The court further noted that if the vacation buyback provision were actually a benefit of membership in IMRF, then all members of IMRF would have had the option, simply by virtue of being members of the IMRF, which, of course, is not the case.

Finally, the appellate court, like the trial court, noted that an earlier Illinois Supreme Court decision, also involving the City of Springfield (Peters v. City of Springfield, 57 Ill.2d 142 (1974)), was relevant to the issue at hand. In the Peters case, the Illinois Supreme Court held that a mandatory retirement age for police officers and firefighters did not constitute a “diminishment or impairment” of one’s pension benefits under the pension protection clause even though a reduction in an employee’s length of service resulting from a mandatory retirement would affect the amount of the individual’s pension.

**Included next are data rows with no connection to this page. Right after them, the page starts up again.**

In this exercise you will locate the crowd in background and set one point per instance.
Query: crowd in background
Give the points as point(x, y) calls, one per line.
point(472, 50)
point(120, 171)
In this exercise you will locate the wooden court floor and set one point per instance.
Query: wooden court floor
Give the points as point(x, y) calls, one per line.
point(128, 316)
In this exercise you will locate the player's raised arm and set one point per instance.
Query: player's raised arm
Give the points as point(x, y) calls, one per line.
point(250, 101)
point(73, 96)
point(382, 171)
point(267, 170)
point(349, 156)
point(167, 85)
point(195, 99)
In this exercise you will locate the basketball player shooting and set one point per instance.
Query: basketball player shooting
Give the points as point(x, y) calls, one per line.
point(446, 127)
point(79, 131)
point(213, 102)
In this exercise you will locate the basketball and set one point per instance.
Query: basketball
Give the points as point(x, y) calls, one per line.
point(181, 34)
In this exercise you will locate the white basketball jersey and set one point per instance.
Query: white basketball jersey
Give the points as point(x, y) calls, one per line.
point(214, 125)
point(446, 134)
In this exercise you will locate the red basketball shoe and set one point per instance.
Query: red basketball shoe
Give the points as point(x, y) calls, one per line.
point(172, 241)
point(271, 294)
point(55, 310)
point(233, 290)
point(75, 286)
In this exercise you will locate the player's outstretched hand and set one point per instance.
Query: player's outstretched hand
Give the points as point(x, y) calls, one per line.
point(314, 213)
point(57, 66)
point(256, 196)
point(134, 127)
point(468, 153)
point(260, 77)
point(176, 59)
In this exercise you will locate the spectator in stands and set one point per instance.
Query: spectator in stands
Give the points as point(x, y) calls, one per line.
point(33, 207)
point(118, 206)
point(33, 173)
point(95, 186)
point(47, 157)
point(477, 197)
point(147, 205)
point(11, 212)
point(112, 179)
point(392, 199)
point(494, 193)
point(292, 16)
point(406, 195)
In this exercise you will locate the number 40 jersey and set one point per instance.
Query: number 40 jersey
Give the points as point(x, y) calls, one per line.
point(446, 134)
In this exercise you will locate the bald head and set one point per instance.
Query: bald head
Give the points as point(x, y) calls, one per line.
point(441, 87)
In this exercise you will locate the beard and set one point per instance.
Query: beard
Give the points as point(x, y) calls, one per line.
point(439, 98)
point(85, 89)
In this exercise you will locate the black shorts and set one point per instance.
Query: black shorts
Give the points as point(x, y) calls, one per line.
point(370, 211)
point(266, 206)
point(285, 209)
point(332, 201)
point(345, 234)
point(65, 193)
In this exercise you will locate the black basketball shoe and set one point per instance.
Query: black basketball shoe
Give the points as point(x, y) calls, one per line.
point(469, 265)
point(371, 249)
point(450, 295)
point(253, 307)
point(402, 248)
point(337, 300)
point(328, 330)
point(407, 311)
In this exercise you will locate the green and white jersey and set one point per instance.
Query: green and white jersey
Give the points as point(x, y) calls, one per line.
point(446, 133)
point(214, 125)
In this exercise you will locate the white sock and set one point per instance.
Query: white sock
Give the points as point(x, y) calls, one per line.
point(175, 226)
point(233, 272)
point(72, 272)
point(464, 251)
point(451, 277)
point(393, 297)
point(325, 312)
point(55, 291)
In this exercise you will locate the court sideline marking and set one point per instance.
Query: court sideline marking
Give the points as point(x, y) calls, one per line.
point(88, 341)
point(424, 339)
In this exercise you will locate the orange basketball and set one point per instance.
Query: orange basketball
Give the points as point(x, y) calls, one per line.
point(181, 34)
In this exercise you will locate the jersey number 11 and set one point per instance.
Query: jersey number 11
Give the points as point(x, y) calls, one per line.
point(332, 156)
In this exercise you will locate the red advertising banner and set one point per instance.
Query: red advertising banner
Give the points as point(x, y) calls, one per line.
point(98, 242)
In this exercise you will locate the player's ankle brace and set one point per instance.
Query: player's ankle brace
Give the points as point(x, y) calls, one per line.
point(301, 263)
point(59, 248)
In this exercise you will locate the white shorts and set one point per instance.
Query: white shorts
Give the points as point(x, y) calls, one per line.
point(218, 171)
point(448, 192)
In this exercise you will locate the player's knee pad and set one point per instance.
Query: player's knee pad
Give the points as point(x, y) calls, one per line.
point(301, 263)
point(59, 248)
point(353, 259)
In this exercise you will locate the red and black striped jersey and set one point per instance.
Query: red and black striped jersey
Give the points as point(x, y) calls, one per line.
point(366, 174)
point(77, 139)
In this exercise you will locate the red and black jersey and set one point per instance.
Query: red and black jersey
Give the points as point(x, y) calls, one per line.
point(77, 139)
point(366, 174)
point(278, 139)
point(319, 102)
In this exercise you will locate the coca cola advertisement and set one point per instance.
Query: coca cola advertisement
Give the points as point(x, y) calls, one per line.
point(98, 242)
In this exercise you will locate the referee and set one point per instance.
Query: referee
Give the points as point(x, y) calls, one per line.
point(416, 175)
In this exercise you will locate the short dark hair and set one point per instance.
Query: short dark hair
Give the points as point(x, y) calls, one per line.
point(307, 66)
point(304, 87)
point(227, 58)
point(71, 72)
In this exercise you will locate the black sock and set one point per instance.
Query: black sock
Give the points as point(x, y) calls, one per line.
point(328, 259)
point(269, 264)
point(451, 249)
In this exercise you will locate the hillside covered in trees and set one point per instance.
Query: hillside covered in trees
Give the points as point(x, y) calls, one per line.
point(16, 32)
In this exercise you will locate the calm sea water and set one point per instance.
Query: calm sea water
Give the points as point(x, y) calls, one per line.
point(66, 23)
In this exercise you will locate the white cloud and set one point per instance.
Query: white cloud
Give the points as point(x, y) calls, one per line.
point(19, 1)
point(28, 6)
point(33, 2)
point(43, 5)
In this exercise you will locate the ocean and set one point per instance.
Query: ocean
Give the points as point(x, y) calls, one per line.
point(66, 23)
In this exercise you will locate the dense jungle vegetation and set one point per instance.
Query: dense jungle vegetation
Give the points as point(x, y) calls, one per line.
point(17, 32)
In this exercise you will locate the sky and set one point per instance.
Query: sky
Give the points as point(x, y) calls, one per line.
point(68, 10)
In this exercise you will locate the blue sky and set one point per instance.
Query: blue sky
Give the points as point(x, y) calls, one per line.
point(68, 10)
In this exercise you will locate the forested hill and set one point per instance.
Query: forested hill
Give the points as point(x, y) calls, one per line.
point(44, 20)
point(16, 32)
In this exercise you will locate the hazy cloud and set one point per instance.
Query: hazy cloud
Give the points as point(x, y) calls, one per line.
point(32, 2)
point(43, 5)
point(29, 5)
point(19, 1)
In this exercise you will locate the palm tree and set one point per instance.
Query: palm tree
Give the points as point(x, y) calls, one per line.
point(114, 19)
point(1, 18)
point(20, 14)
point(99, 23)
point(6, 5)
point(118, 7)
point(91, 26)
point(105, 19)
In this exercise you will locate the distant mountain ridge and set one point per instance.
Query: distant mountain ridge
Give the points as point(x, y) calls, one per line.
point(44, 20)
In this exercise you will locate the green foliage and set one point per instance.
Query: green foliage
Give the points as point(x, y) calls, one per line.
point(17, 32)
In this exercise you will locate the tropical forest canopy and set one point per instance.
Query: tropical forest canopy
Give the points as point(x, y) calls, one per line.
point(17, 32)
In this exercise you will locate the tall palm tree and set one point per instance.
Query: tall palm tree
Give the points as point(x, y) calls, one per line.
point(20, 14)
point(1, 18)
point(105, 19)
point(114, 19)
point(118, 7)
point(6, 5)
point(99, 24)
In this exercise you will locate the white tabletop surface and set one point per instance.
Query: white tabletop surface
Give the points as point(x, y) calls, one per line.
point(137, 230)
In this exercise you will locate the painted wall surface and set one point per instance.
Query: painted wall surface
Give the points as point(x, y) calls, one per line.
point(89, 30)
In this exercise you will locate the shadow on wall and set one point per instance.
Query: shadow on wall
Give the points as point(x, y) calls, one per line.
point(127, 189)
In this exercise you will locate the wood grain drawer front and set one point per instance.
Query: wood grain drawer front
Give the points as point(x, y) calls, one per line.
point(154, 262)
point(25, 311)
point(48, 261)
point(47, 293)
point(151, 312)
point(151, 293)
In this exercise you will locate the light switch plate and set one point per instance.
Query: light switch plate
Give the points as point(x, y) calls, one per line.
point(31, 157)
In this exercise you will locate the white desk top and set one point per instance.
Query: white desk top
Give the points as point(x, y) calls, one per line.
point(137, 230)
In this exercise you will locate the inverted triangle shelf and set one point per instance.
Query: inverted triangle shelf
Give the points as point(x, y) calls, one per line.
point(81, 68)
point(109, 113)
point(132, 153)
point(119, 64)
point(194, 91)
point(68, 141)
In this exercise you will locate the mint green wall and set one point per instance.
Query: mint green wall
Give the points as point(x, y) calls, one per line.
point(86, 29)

The appellate court concluded that the logic behind the Peters decision also applied to the Pisani plaintiffs. In Peters, the contractual relationship between the employees and the pension fund was a relationship in which the length of service was a variable. Similarly, in Pisani, in the contractual relationship between the employees and the IMRF Board, the final rate of earnings was a variable. Neither variable contained a fixed numerical value. The pension contract in both cases was the formula, with its variables, and no matter what numbers were plugged into the formula, the formula itself remained the same. In short, “[t]he point of Peters is that the pension protection clause protects the statutory formula, not the inputs from the employment relationship.”